Abstract

In modern societies, both business and private life are deeply pervaded by software and information systems. Using software has extended human capabilities, allowing information to cross physical and ethical barriers. To handle misuse dangers, governments are increasingly laying down new laws and introducing obligations, rights and responsibilities concerned with the use of software. As a consequence, laws are assuming a steering role in the specification of software requirements, which must be compliant to avoid fines and penalties. This work proposes a model-based approach to the problem of law compliance of software requirements. It aims at extending state-of-the-art goal-oriented requirements engineering techniques with the capability to argue about compliance, through the use and analysis of models. It is based on a language for modelling legal prescriptions. Upon the language, compliance can be defined as a condition that depends on a set of properties. Such a condition is achieved through an iterative modelling process. Specifically, we investigated the nature of legal prescription to capture their conceptual language. From jurisprudence literature, we adopted a taxonomy of legal concepts, which has been elaborated and translated into a conceptual meta-model.
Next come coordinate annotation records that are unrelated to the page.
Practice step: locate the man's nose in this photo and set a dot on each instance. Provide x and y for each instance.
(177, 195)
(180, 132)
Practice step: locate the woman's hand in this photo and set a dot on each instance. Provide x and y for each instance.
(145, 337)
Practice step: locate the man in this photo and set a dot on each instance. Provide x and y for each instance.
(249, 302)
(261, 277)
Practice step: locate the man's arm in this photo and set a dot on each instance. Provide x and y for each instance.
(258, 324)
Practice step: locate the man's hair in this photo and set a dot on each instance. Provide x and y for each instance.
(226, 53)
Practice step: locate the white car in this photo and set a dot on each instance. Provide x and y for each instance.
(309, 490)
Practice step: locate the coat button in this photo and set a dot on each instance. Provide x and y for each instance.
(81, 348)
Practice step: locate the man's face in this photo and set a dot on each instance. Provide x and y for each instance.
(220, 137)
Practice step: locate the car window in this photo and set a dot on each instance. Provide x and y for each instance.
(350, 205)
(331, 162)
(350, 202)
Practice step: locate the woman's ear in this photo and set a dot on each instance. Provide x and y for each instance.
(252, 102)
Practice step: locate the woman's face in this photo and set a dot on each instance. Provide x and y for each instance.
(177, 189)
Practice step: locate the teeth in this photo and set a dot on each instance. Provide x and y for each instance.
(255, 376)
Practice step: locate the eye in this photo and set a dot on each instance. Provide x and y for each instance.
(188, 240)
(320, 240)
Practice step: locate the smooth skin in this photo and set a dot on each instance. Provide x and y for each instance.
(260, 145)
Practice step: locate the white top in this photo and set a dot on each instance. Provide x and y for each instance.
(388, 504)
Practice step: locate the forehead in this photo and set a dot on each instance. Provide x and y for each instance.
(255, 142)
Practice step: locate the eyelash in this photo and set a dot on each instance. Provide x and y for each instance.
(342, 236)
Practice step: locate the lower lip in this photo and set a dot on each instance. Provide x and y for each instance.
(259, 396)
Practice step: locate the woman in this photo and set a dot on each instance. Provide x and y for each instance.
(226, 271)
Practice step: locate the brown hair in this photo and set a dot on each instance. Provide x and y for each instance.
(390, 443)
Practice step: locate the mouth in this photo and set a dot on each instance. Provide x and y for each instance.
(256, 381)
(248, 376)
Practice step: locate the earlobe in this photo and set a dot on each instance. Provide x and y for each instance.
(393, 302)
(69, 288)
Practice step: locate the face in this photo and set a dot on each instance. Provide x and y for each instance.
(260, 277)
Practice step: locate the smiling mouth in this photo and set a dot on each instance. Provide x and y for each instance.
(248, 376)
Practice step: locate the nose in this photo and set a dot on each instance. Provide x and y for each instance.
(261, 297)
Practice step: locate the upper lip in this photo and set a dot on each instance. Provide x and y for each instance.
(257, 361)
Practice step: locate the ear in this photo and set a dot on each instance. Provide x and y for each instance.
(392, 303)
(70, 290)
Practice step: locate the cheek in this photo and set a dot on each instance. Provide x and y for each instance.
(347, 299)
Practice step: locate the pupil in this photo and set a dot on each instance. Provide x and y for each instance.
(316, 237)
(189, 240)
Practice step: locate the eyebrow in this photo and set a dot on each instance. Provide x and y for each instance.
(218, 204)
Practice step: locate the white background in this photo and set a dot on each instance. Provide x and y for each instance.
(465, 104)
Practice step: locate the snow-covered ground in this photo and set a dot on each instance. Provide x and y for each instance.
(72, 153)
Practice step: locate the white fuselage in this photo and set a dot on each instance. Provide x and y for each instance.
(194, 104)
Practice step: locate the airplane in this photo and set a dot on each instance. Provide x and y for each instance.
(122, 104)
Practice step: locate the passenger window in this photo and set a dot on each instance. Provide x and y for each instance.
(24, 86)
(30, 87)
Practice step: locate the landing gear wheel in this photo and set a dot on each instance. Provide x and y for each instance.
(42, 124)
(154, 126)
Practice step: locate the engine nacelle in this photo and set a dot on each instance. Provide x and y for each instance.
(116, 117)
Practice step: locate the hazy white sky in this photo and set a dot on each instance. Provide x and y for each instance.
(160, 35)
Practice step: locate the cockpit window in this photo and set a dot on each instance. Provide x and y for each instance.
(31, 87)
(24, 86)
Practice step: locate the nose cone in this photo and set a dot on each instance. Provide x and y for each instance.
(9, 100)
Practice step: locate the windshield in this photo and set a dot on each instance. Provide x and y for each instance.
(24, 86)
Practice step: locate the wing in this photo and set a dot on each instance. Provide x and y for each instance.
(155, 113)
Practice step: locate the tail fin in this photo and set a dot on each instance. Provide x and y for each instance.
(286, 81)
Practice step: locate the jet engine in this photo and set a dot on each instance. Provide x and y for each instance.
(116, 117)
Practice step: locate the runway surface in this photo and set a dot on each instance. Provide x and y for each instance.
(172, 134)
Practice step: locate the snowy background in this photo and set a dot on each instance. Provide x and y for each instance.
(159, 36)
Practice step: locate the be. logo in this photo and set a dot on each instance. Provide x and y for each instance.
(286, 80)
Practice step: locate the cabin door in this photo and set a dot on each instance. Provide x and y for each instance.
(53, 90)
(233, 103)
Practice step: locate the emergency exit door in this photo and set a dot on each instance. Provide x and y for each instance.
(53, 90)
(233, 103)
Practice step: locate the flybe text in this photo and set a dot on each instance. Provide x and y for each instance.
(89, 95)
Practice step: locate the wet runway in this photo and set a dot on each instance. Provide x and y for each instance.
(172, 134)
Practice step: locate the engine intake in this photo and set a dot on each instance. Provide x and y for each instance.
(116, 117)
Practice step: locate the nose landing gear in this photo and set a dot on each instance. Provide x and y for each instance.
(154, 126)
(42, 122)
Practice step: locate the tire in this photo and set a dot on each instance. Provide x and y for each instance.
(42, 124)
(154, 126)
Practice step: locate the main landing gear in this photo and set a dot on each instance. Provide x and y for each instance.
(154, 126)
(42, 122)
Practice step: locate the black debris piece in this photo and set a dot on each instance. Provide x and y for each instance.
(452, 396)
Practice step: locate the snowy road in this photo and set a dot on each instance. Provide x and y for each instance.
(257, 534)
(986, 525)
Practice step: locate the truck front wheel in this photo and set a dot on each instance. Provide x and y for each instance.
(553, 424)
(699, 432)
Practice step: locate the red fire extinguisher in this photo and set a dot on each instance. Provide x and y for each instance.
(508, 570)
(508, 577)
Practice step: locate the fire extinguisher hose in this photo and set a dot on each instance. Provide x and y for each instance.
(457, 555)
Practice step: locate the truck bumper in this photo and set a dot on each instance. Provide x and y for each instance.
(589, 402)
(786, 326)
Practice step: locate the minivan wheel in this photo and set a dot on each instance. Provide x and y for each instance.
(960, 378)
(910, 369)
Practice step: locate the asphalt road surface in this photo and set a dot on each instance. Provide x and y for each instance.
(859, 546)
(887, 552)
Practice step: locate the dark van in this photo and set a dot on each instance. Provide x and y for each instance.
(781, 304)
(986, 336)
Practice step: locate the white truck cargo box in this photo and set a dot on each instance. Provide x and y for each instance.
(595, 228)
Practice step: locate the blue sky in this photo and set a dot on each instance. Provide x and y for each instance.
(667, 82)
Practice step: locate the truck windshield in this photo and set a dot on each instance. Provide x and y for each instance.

Moreover, this metamodel was integrated with the meta-model of a goal-oriented modelling language for requirements engineering, in order to provide a common legal-intentional meta-model. Requirements models built with the proposed language consist of graphs, which ultimately can be verified automatically. Compliance amounts then in a set of properties the graph must have. The compliance condition gains relevance in two cases. Firstly, when a requirements model has already been developed, and it needs to be reconciled with a set of laws. Secondly, when requirements have to be modelled from scratch, and they are need to be compliant. In both cases, compliance results from a design process. The proposed modelling language, as well as the compliance condition and the corresponding design process, have been applied to two case studies. The obtained results confirm the validity of the approach, and point out interesting research directions for the future.